SHUTDOWN NO PAY DAY

(KPTV image)

Richard Kennington is one of 9,583 Oregonians who work for the federal government, who did not get paid Friday, due to the partial shutdown.

“Today was the first day that we did not get paid.”

Now on day 21, the current government shutdown has tied the record for the longest shutdown in U.S. history.

As a result, the National Air Traffic Controllers Association is now suing the federal government on behalf of its members.

Kennington, who has worked as an air traffic controller at Portland Tower since 1999, told FOX 12, “We’re taught since day one that you must not let personal issues interrupt your focus. you have to be 100 percent dialed in.”

But, according to him, remaining focused is hard to do these days.

“When people don’t know if they’re going to be able to meet their financial obligations, it has an impact on your psyche,” Kennington said. “One of our controllers just had a baby today. And, that should be a happy and glorious event. However, she does not know how she’s going to pay her out of pocket expenses.”

And, he told FOX 12, the government shutdown will impact more than just federal workers.

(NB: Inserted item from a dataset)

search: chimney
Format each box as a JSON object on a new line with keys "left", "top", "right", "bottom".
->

“The national air space system is grossly understaffed, we’re at a 30-year low.”

According to Kennington, the academy that trains new federal air traffic controllers is closed during the shutdown and the NATCA had to cancel its bi-annual safety training scheduled for this week.

“We are the safest, most efficient air space in the world. But, as we do this stop and go funding, as we fail to modernize, and we fail to staff our system, it has a compounding and insidious effect.”

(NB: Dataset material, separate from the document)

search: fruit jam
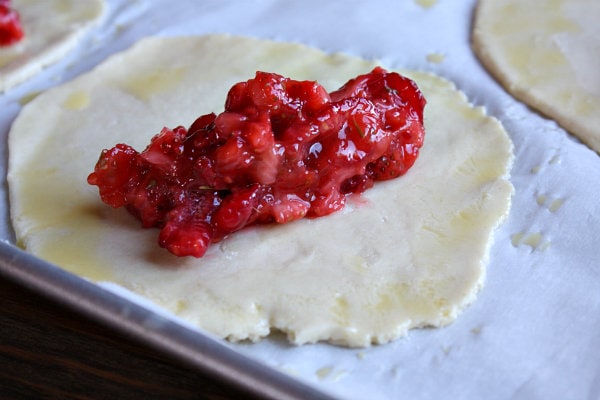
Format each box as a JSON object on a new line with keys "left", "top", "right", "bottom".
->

The NATCA is now suing the federal government.

“We feel the government has violated the fair labor standards act.”

Kennington, who traveled to Washington D.C. this week on behalf of the NATCA, said representatives from both Washington and Oregon voted to pass a bill temporarily funding the FAA and other agencies, amid the government shutdown.

If HR 267 passes, Kennington claims the academy would reopen, modernization projects would restart and employees would once again be paid.

Although it was approved by the House, it is still awaiting senate approval. In the meantime, Kennington said air traffic controllers will continue to work for the duration of the shutdown.

Data shows the impact of the shutdown on federal workers in Oregon is being felt in both urban and rural areas.

The five counties with the most unpaid federal workers right now are Multnomah, Lane, Deschutes, Jackson and Marion County, according to the Oregon Department of Employment.

Officials say 3,335 federal employees did not get a paycheck today in Multnomah County; Lane County came in second place with 580 unpaid federal workers.